Discussing this with companion travelers, I also think that we in Western Europe – and The Netherlands and Germany are quite extreme – have lost something that New Zealand and the New EU Member States, even Serbia still have. This can best be expressed by naming the extremes like taking a risk versus clinging to security, hope versus fear, grabbing the opportunity versus the un-ability to let go.
I remember reading a book at least twenty years ago, with the title ’24 stories making a radical professional change in life’. According to people from here and the New Worlds this isn’t an issue at all. Nobody would even ask why you did. No, taking a new approach is applauded versus in the West it’s questioned. That’s what we have lost!

I have finally figured out how I can both see Mostar and Sarajevo, without having to put my bicycle in the underneath bag compartment of a bus. Best route is via Bar on the coast, then cycling 130 kilometer North to Dubrovnik for two days, where I will park my bike. Then take the train or bus to Mostar and Sarajevo.
The train ride to Bar will cost me 28 euro and some euro’s for the bicycle. This deal should be closed with the conductor of the train. We’ll see. Henk be good!
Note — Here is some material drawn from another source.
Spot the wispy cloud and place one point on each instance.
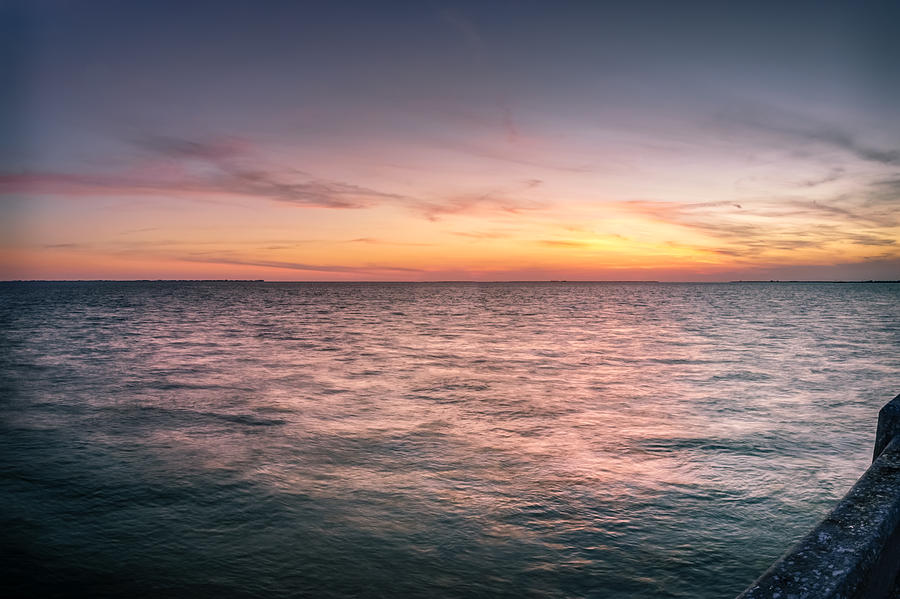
(367, 269)
(200, 168)
(793, 129)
24 September Visit of Belgrade and Muzen

In Belgrade I visit the fort, but it’s not open on Mondays. So I just inspect it from the outside. It’s an enormous complex at the mouth of the Sava and Danube, where many battles took place. The Turkish as well as the Habsburg empire tried to conquer it.



After looking at the two largest  churches, I take off for the historical fishing village of Muzen. Life is easy going and on the market square I eat my fresh fruits and vegetable lunch, bought at the market stalls.





















In the main street where all public transport passes, you can see the contrast between the times of former prosperity and beauty and the grim period expressed by ugly Soviet architecture. 


The statues bark out their realism and the buildings their savage power. The photographed building – a former air-force center - was bombed by NATO in 1999, during the Kosovo conflict. It stands out as a relic of that period.
 







On the left another expression of 'Soviet architecture', the Ministry of Internal Affairs. Here you can visit the former working chamber of Tito, but not today. The uniformed guard makes this very clear after I have parked my tiny bicycle against the enormous entrance wall. Even before I ask this .. barks out, 'No Mister'! His monkey on the rock behavior is clear to me. Henk be good, this is not The Netherlands! I make my retreat with a smile.

Back in the hostel I meet a retired French policeman, who has biked through The Netherlands, Germany, Sweden to the North Cape and back through Finland and the Baltic states, Slovakia, Rumania and who is now heading back towards Paris.


He has an impressive beard that fits the area. I struggle with my French and this gives me a taste of what lies ahead of me in November, a 4 weeks intensive language course in Lyon.

We dine together and I pack because I have to leave for the train station at half past seven in the morning.